Armenia - The newly constructed Chinese-Armenian Friendship School in Yerevan, 22 August 2018.

China has built a state-of-the-art school in Yerevan where hundreds of Armenian children will study the Chinese language in addition to subjects taught in secondary and high schools across Armenia.

The Chinese-Armenian Friendship School was inaugurated on Wednesday at a ceremony attended by Prime Minister Nikol Pashinian and Chinese Ambassador Tian Erlong.

Officials said that the Chinese government has spent over $12 million on building and equipping the school located in Yerevan’s northern Kanaker suburb. It is designed for up to 405 students aged between 10 and 18 who will have intensive language courses taught by Chinese teachers.

“Knowledge of Chinese opens up opportunities to access information about a huge layer of human history and civilization,” Pashinian said at the ceremony. “I hope that this school will become a channel through which Armenians will gain more in-depth knowledge of the enormous influence which China and Chinese civilization have had on the development of humankind.”

The educational institution, Pashinian went on, is also opening a “new page” in Chinese-Armenian relations which should now grow closer. China and Armenia have “many common interests” and like “strategic thinking,” he said.

Pashinian said that having many Chinese speakers is also an “economic necessity” for Armeniagiven a rising number of Chinese tourists visiting the country. Chinese investors are likewise showing a growing interest in the Armenian economy, he added.

Armenia - Prime Minister Nikol Pashinian and Chinese Ambassador Tian Erlong pose for a photograph with students of the Chinese-Armenian Friendship School in Yerevan, 22 August 2018.

According to official Armenian statistics, China has been Armenia’s second largest trading partner for the last several years.
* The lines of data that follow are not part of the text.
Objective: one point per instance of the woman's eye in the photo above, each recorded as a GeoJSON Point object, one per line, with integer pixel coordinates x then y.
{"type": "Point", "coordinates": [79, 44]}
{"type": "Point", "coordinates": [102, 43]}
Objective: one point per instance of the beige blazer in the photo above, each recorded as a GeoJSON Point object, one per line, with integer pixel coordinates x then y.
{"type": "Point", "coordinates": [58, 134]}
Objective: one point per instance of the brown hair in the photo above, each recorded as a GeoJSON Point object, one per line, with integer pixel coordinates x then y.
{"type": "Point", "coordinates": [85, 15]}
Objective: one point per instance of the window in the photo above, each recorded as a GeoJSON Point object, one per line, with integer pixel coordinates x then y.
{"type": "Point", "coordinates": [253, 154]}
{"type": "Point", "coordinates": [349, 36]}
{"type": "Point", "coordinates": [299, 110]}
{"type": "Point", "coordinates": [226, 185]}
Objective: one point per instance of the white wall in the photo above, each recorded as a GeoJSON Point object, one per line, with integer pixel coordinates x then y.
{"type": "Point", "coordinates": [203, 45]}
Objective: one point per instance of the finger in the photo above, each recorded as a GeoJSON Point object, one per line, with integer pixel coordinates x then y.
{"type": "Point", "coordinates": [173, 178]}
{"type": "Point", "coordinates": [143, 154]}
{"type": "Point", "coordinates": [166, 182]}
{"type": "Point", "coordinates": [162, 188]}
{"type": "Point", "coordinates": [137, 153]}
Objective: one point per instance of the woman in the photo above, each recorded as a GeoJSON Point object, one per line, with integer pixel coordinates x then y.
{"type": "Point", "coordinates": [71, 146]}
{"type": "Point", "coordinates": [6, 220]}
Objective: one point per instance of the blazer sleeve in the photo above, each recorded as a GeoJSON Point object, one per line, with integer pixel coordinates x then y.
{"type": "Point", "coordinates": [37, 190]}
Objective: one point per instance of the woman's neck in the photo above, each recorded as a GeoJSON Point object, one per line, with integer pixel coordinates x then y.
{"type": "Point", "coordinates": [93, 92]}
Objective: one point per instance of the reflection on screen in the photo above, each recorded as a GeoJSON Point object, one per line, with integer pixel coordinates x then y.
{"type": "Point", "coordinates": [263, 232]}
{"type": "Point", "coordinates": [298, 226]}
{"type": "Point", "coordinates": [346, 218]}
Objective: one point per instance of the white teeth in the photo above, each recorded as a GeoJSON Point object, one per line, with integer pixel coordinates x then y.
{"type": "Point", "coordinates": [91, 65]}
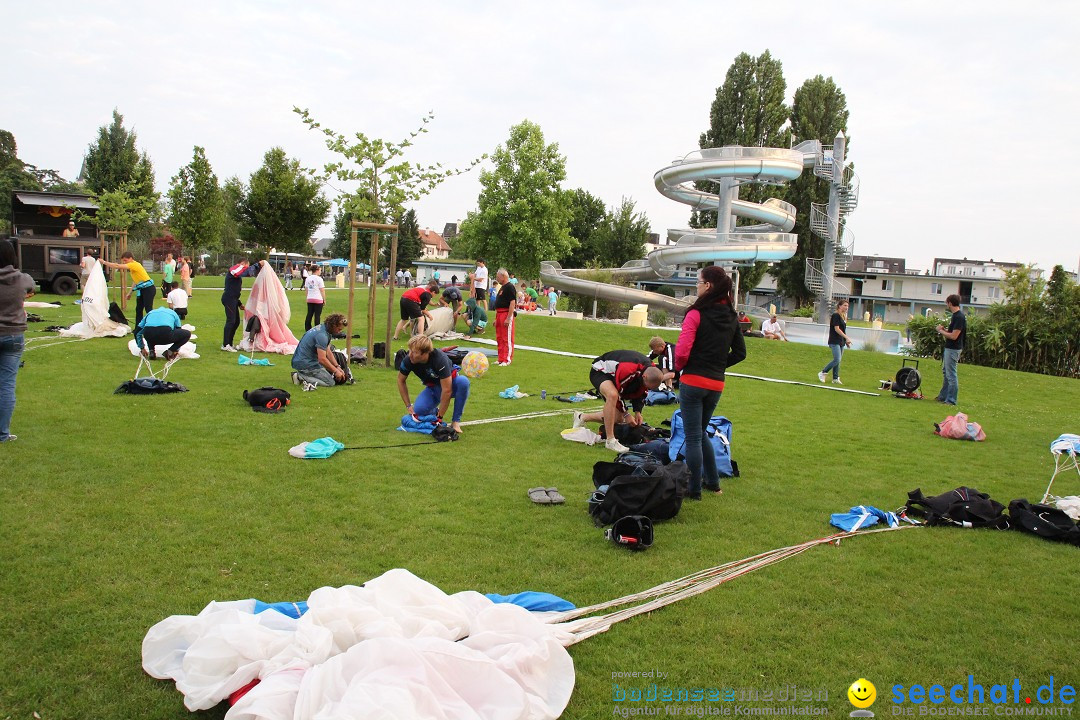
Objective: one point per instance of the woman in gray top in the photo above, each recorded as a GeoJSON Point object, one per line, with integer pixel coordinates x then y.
{"type": "Point", "coordinates": [14, 288]}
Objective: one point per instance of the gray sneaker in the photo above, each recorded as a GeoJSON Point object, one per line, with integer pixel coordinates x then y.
{"type": "Point", "coordinates": [615, 446]}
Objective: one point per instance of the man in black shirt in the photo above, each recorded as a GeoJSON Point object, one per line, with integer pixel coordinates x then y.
{"type": "Point", "coordinates": [954, 344]}
{"type": "Point", "coordinates": [441, 379]}
{"type": "Point", "coordinates": [505, 310]}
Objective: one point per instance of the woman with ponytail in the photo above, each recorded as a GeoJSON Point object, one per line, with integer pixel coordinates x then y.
{"type": "Point", "coordinates": [709, 343]}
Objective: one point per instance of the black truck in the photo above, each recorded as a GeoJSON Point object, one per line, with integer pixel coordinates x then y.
{"type": "Point", "coordinates": [39, 220]}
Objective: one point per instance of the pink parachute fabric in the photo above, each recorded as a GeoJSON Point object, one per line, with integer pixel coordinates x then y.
{"type": "Point", "coordinates": [270, 304]}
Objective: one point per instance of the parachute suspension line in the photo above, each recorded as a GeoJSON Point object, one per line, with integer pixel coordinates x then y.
{"type": "Point", "coordinates": [690, 585]}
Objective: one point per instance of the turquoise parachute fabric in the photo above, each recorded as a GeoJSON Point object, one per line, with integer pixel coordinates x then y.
{"type": "Point", "coordinates": [324, 447]}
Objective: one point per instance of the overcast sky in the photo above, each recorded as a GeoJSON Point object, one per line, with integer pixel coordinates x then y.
{"type": "Point", "coordinates": [961, 123]}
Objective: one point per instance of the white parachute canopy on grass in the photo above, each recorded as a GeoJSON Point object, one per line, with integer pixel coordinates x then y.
{"type": "Point", "coordinates": [95, 310]}
{"type": "Point", "coordinates": [269, 302]}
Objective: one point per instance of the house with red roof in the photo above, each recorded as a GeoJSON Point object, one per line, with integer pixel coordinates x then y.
{"type": "Point", "coordinates": [434, 245]}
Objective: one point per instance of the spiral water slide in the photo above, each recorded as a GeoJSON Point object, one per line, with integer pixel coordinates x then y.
{"type": "Point", "coordinates": [769, 240]}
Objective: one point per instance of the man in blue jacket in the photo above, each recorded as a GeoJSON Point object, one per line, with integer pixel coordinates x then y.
{"type": "Point", "coordinates": [161, 327]}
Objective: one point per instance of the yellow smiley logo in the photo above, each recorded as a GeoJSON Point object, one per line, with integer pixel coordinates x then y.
{"type": "Point", "coordinates": [862, 693]}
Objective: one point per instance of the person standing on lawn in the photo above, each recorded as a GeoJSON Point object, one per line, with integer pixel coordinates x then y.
{"type": "Point", "coordinates": [476, 316]}
{"type": "Point", "coordinates": [316, 298]}
{"type": "Point", "coordinates": [142, 285]}
{"type": "Point", "coordinates": [954, 345]}
{"type": "Point", "coordinates": [505, 310]}
{"type": "Point", "coordinates": [838, 340]}
{"type": "Point", "coordinates": [230, 299]}
{"type": "Point", "coordinates": [710, 342]}
{"type": "Point", "coordinates": [15, 287]}
{"type": "Point", "coordinates": [442, 381]}
{"type": "Point", "coordinates": [167, 270]}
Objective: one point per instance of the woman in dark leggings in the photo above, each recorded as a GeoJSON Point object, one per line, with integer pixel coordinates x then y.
{"type": "Point", "coordinates": [316, 298]}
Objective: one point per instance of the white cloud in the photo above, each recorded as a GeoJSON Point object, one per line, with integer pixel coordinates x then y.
{"type": "Point", "coordinates": [960, 112]}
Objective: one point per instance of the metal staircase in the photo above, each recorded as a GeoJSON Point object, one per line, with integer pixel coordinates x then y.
{"type": "Point", "coordinates": [842, 240]}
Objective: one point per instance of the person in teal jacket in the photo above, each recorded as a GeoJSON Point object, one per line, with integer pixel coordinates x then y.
{"type": "Point", "coordinates": [161, 327]}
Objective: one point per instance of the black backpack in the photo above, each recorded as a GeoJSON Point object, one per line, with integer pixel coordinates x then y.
{"type": "Point", "coordinates": [633, 531]}
{"type": "Point", "coordinates": [651, 489]}
{"type": "Point", "coordinates": [267, 399]}
{"type": "Point", "coordinates": [964, 506]}
{"type": "Point", "coordinates": [1043, 520]}
{"type": "Point", "coordinates": [148, 386]}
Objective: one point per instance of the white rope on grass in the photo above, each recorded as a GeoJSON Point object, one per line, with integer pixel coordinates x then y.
{"type": "Point", "coordinates": [688, 586]}
{"type": "Point", "coordinates": [527, 416]}
{"type": "Point", "coordinates": [50, 344]}
{"type": "Point", "coordinates": [730, 374]}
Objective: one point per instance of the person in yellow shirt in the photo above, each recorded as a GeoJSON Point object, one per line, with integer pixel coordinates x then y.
{"type": "Point", "coordinates": [142, 285]}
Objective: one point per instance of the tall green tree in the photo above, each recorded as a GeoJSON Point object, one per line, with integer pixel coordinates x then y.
{"type": "Point", "coordinates": [621, 236]}
{"type": "Point", "coordinates": [387, 181]}
{"type": "Point", "coordinates": [588, 215]}
{"type": "Point", "coordinates": [123, 208]}
{"type": "Point", "coordinates": [820, 111]}
{"type": "Point", "coordinates": [113, 162]}
{"type": "Point", "coordinates": [280, 206]}
{"type": "Point", "coordinates": [748, 110]}
{"type": "Point", "coordinates": [523, 215]}
{"type": "Point", "coordinates": [196, 204]}
{"type": "Point", "coordinates": [110, 161]}
{"type": "Point", "coordinates": [14, 175]}
{"type": "Point", "coordinates": [341, 238]}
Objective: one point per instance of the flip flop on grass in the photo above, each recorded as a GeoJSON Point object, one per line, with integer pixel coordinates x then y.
{"type": "Point", "coordinates": [554, 497]}
{"type": "Point", "coordinates": [539, 496]}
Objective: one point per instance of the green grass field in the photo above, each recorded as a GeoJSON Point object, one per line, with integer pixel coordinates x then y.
{"type": "Point", "coordinates": [120, 511]}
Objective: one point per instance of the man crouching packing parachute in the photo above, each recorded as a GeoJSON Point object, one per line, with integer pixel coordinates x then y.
{"type": "Point", "coordinates": [442, 379]}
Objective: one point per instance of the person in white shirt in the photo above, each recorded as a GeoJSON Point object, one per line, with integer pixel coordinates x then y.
{"type": "Point", "coordinates": [316, 298]}
{"type": "Point", "coordinates": [772, 330]}
{"type": "Point", "coordinates": [177, 299]}
{"type": "Point", "coordinates": [88, 262]}
{"type": "Point", "coordinates": [480, 282]}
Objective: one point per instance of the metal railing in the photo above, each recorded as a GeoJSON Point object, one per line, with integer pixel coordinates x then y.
{"type": "Point", "coordinates": [814, 279]}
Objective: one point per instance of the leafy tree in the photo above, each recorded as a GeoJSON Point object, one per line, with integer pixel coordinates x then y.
{"type": "Point", "coordinates": [232, 194]}
{"type": "Point", "coordinates": [523, 215]}
{"type": "Point", "coordinates": [196, 205]}
{"type": "Point", "coordinates": [622, 235]}
{"type": "Point", "coordinates": [14, 175]}
{"type": "Point", "coordinates": [280, 206]}
{"type": "Point", "coordinates": [748, 110]}
{"type": "Point", "coordinates": [588, 214]}
{"type": "Point", "coordinates": [111, 160]}
{"type": "Point", "coordinates": [820, 111]}
{"type": "Point", "coordinates": [341, 238]}
{"type": "Point", "coordinates": [387, 180]}
{"type": "Point", "coordinates": [409, 247]}
{"type": "Point", "coordinates": [124, 207]}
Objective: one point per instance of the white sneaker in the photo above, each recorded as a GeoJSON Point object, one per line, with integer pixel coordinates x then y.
{"type": "Point", "coordinates": [615, 446]}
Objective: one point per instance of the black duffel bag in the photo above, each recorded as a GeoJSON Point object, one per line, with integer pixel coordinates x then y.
{"type": "Point", "coordinates": [650, 489]}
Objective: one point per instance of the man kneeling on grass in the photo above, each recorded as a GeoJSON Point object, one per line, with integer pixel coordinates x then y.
{"type": "Point", "coordinates": [620, 376]}
{"type": "Point", "coordinates": [443, 382]}
{"type": "Point", "coordinates": [160, 327]}
{"type": "Point", "coordinates": [313, 363]}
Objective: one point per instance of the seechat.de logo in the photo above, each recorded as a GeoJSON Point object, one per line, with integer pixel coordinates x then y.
{"type": "Point", "coordinates": [862, 693]}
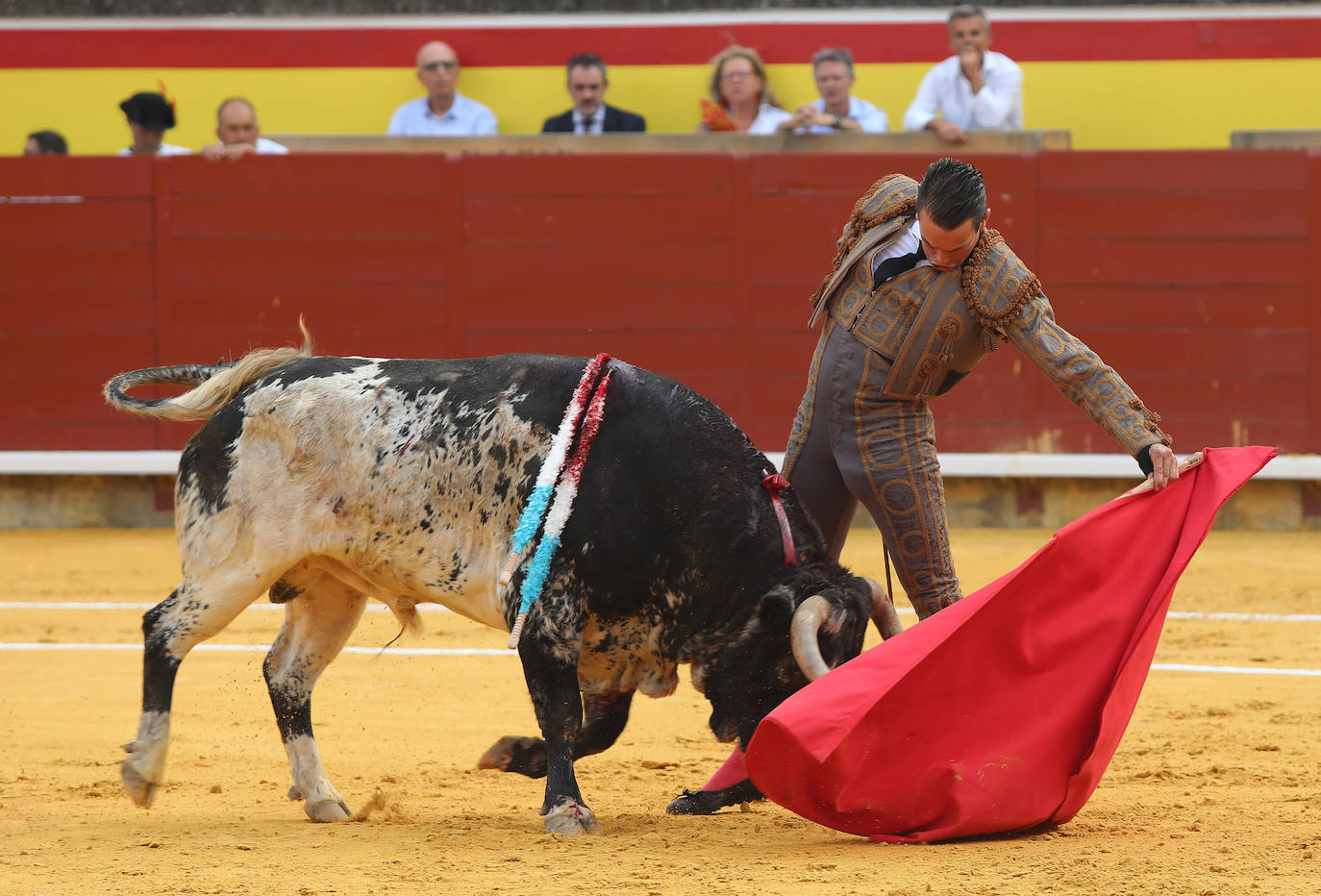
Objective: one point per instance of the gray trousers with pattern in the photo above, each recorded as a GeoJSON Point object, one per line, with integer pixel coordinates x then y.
{"type": "Point", "coordinates": [851, 444]}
Chinese-Armenian trade soared by nearly 50 percent, to $342 million, in the first half of this year.

Political relations between the two nations have been cordial ever since Armenia gained independence in 1991. Chinese President Xi Jinping and his then Armenian counterpart Serzh Sarkisian reported “mutual understanding on issues relating to pivotal interests and concerns of the two countries” after holding talks in Beijing in 2015.

Beijing further underscored its interest in the South Caucasus country last year when it started building a new and much bigger building for its embassy in Yerevan. The 40,000-square-meter embassy compound is due to be completed by the end of 2019. It will reportedly be the second largest Chinese diplomatic mission in the former Soviet Union.

China has provided at least $37 million in economic assistance to Armenia since 2012. It has also donated hundreds of public buses and ambulance vehicles to Yerevan. “The Armenian people highly appreciate that assistance,” said Pashinian.